Following are the two primary mechanisms for producing forces from the wind: Refer to
Fig. 5.6
(i) Lift force (FL), (ii) Drag force (FD).
Lift force. The component of force at right angles to the direction of air stream on the
airfoil is called the lift force (FL) .
Drag force. The component of force in the direction of stream is called drag force (FD).
— When air stream approaches the airfoil along the axis of symmetry, the force acting on
the body is only the drag force, in the direction of flow and there is no
lift force. The production of lift force requires asymmetry of flow while drag force exists
always. It is possible to create drag without lift but impossible to create lift without drag.

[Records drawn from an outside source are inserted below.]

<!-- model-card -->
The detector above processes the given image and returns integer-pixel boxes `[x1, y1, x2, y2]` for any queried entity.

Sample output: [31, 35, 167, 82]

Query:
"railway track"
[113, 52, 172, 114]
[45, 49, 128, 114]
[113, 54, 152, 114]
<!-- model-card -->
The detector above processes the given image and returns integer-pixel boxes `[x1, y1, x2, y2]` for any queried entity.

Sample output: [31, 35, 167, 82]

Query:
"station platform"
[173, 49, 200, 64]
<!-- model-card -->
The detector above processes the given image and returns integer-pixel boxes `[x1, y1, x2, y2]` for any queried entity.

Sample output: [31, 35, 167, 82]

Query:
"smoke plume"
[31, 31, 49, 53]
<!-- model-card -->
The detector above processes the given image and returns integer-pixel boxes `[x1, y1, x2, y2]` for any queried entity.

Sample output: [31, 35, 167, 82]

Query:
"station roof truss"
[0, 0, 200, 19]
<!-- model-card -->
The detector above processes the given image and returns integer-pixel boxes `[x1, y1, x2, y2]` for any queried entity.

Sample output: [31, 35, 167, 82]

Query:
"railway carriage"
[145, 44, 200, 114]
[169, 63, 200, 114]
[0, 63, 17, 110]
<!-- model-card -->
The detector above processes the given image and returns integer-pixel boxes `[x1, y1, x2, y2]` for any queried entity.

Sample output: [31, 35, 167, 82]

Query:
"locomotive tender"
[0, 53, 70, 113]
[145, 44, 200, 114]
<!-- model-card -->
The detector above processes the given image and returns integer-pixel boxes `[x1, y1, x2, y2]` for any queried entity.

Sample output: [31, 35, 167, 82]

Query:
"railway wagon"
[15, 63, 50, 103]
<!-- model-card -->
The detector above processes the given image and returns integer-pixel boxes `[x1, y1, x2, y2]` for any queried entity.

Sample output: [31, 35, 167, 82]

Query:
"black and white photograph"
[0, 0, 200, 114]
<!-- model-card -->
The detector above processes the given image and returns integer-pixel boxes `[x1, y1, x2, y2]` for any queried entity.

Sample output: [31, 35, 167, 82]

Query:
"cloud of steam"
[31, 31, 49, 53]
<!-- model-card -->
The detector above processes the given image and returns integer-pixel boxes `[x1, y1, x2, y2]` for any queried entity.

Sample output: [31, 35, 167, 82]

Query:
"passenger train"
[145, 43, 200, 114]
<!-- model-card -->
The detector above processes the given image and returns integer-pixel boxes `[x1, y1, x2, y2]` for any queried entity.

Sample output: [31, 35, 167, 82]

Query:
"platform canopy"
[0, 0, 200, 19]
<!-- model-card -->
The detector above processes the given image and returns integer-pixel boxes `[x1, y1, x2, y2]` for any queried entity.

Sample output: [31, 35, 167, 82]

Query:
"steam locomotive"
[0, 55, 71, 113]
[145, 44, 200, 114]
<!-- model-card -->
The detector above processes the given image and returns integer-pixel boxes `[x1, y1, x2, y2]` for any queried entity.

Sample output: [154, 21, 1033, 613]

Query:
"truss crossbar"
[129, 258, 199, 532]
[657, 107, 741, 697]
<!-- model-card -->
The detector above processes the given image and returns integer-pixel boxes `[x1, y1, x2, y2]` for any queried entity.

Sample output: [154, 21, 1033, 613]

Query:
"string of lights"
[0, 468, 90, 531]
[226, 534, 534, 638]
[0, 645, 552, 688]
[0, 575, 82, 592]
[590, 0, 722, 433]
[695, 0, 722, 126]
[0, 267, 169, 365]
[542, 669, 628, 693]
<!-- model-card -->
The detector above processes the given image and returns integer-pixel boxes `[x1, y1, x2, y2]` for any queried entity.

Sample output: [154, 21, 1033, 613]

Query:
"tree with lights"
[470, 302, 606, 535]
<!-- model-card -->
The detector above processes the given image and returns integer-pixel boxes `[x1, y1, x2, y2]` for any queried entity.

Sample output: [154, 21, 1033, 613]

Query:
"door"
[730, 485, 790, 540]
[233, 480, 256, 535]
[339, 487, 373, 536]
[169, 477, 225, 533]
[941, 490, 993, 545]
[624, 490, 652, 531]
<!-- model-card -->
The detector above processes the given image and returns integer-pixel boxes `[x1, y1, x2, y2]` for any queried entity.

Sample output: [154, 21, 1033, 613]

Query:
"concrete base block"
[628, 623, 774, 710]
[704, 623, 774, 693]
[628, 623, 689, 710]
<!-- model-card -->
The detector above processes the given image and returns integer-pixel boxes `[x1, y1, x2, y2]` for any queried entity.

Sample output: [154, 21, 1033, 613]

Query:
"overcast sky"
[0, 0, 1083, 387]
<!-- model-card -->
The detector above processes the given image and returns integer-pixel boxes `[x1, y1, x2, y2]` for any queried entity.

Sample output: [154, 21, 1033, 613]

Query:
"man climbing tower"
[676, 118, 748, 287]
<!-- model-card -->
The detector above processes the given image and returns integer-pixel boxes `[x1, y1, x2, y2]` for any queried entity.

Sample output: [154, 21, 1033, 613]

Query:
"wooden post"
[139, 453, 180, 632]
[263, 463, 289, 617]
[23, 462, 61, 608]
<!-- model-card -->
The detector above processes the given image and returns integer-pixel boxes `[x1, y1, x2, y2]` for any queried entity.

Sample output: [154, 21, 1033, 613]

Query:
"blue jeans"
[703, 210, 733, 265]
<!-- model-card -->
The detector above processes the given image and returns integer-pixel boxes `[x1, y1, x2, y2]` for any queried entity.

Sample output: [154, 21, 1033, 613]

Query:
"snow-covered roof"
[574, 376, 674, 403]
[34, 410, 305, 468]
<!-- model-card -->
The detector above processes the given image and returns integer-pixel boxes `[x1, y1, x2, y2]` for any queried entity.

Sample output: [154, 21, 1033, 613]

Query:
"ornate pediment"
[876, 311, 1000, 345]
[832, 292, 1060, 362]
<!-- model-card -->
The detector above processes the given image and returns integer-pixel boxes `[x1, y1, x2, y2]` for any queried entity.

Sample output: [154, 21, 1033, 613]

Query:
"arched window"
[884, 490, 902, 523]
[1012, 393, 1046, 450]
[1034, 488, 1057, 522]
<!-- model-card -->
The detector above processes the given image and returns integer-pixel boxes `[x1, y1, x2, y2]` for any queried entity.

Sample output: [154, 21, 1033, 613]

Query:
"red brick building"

CLASSIFICATION AND DESCRIPTION OF WIND MILLS/MACHINES
Classification of Wind Mills/Machines
The wind mills machines are classified as follows:
1. Based on the type of rotor:
(i) Propeller type (horizontal axis)
(ii) Multiblade type (horizontal axis)
(iii) Savonius type (vertical axis)
(iv) Darrieus type (vertical axis).
2. Based on orientation of the axis of rotor:
(i) Horizontal axis
(ii) Vertical axis.
Description of Wind Mills/Machines
1. Propeller type wind mill: Refer to Fig. 5.7
These are most commonly used wind mills. Such a wind mill has two or three blades for
economical reasons. Though the two blade design is most efficient, yet it faces the
difficulty of vibrations during orientation to wind direction called ‘Yaw control’. These
machines are rated from 1 to 3 MW.
2. Multiblade type wind mill: Refer to Figs. 5.8 and 5.9. The multiblade wind turbines
are high solidity turbines used for pumping the water because of high starting torque
characteristics.
Advantages:
1. Low cost.
2. Operation at low wind velocity.
3. No need of yaw and pitch control.
4. Generator can be mounted at the ground level.
Applications. It is useful for grinding grains, pumping water etc.
Parameters to be Considered While Selecting a Wind Mill
The following parameters should be considered while selecting a wind mill/wind
generator.
1. Low land cost.
2. The area should be open and away from cities.
3. Flat open area should be selected, as the wind velocities are high in flat open area.
4. The proposed altitude is to selected by taking average wind speed data.
5. Minimum wind speed should be available throughout the year.
6. Ground surface should be stable and have high soil strength.
7. It should be atleast 5 km away from the cities to reduce the effect of sound pollution.
8. The wind power should be near the customers, so that the transmission losses are
minimised.
9. Approach road should be available upto site.
Design Considerations for Wind Turbine
The wind turbine must be able to meet the following design considerations/criteria.
1. It should be small in size and suitable for roof mounting in urban area.
2. No risk for its neighborhood.
3. The efficiency should be good.
4. Insensitive to turbulence.
5. Suitable for mass production for low price.
Question 5.2. The following data relate to a multiblade wind turbine: Wind speed = 35
km/h; Rate of pumping water = 7 m3/h with a lift of 6.5 m; Water pump efficiency = 45
percent; Efficiency of rotor to pump = 78 percent; Co-efficient of performance = 0.3; Tip
speed ratio (TSR) = 1.0; Air density = 1.2 kg/m3; Water density = 1000 kg/m3; g = 9.8
m/s2. Determine: (i) Rotor radius; (ii) Angular velocity of the rotor.